The Gathering

This past week I’ve been watching squirrels gathering acorns around the church grounds. They’ve been quite busy! As I observed them, I wondered how they know when they’ve gathered enough. Do they know how many they will need during the long winter ahead? Have you ever wondered where they keep them all?

I’ve seen squirrel nests up in the treetops, but it’s doubtful there is even a single acorns inside. The gray squirrels in our area actually bury their cache, one nut at a time. According to the Virginia Department of Game and Inland Fisheries, each squirrel can bury up to 1,000 nuts per year! And somehow, they will find a substantial number of them when they are hungry. (And I’m pressed to find where I’ve placed my six pair of reading glasses.)

Arrivals and Departures

I often ponder the amazing timing of God’s creatures — how they know when to gather food, hibernate, and migrate. Do they simply sense the change in season, or are they intricately designed to know when it’s time to gather or go?
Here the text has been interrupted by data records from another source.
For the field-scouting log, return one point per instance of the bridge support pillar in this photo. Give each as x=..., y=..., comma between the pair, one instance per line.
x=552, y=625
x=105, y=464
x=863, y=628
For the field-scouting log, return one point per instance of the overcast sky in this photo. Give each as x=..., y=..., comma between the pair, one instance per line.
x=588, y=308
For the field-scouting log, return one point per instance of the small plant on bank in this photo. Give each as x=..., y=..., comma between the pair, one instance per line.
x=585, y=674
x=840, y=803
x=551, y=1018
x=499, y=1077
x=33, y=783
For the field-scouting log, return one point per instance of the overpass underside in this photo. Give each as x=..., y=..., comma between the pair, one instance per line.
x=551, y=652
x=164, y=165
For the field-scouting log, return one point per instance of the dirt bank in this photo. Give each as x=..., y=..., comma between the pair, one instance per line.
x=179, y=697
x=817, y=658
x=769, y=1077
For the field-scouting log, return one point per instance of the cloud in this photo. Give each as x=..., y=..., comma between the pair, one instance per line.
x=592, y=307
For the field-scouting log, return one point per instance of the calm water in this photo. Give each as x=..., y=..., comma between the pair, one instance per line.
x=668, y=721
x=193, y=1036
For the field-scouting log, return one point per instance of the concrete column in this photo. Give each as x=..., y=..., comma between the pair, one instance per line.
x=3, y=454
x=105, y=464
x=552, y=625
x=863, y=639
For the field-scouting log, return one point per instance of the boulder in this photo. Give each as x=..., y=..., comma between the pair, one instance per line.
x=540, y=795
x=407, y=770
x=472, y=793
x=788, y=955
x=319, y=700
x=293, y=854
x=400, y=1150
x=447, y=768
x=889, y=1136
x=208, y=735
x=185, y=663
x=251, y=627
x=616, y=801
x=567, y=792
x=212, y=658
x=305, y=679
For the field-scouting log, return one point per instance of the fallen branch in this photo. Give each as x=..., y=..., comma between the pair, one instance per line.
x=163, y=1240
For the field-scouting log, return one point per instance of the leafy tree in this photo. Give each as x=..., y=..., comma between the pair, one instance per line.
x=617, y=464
By mid-April each year, I am eagerly watching for the hummingbirds to arrive at our feeder. They are so tiny and quick that I often miss their debut. One day I’ll be standing at the window sipping my coffee, and suddenly, there they are! Then again each fall, I await their departure for warmer climates. The feeder stays outside until I am sure they are gone. Then within a few days, I am cheered by the arrival of the Dark-Eyed Juncos, foraging on the ground for seeds. The passing of these two bird species is nearly simultaneous each fall.

Think about the millions of birds and butterflies right now, high above us in the skies, heading to their winter homes. And next year, they will make this trip north again. It’s truly amazing!

Goodnight Garden

On the home front, the vegetable garden is almost finished for the season. I find myself wishing we had planted more squash, but we just didn’t have the extra space this year. We’ve had quite a lengthy dry spell, and everything green is stressed from the ongoing heat. We continue watering our tomatoes, and they are still producing fruit. That will likely continue until the first frost, usually in mid-October.

As we did last year, we plan to let a substantial part of the garden stay in place through the winter months. It provides both food and shelter for our feathered friends. We’ll have a bit more clean-up in the spring, but I don’t mind the delay.

🍁🍁🍁

The Homecoming

Perhaps like the squirrels, fall is my gathering time too.

This change in seasons brings a blend of heavenly aromas — cinnamon and nutmeg, hot apple crisp and simmering stews. It’s time to dig out the sweaters and blue jeans, and begin decorating my home. Fall is a cozy time of anticipation too, while I await that moment when everyone finds their way back home. My nest — and heart — will be full again.

 

Growing Anticipation

For a month with only 28 days, February sure seems to be the longest month of the year. We’re all hunkered down, hibernating until warmer weather arrives.

Growing Pains

This is a month of anticipation for gardeners. In our house that means starting seeds!  Discussions have begun about what to plant and where to plant it. Much like life itself, that entails addressing successes and failures from the past.

I am not the gardener, so I can only brag about my husband, Neil’s successes. They included his delicious crops of lettuce, cucumbers and Delicata squash. The biggest failure, however, almost proved catastrophic. Because we had such a wet summer, the rain saturated the ground, then splashed pathogens up onto the leaves above. This caused a lot of disease and premature rot, particularly on the tomato plants.

Planting Plans
Max loves his oat grass!

Undeterred, Neil has spent months planning this year’s garden and has a plan in place to avoid similar issues. He is also taking full advantage of our “grand-bunnies”, Max and Charlie.  Throughout the winter he has been collecting their bunny beans. There is also a worm farm in our basement. Bet you didn’t know that worm castings are amazing fertilizer. From the outside, our home looks as normal as the others in the neighorhood, but there is a lot growing on inside!

While winter has kept my hubby from his vegetable garden, it hasn’t prevented him from trying out some indoor growing. We have enjoyed a variety of sprouts in our salads — radish, mustard, alfalfa, cress and mung bean. All were delicious. And now, he is harvesting . . . (wait for it) . . . mushrooms! Neil did a lot of research and has tried out two varieties: Shitake and Grey Dove Oyster. He is like a mad scientist with his “fruiting chamber.” But that is a post for another time.

Sowing Seeds of Love

Today as I was thinking about spring and the upcoming growing season, I marveled at the amazing abundance that comes from one tiny seed. What an awesome creation that sustains both man and beast!

Then God said, “Let the earth bring forth grass, the herb that yields seed, and the fruit tree that yields fruit according to its kind, whose seed is in itself, on the earth”; and it was so. (Genesis 1:11)

God was and is the greatest gardener of all time.

Have patience. The warmer weather will come, and with it the beautiful flowering buds and songbirds returning to nest. What a glorious gift that we can anticipate during the rest of the wintry days!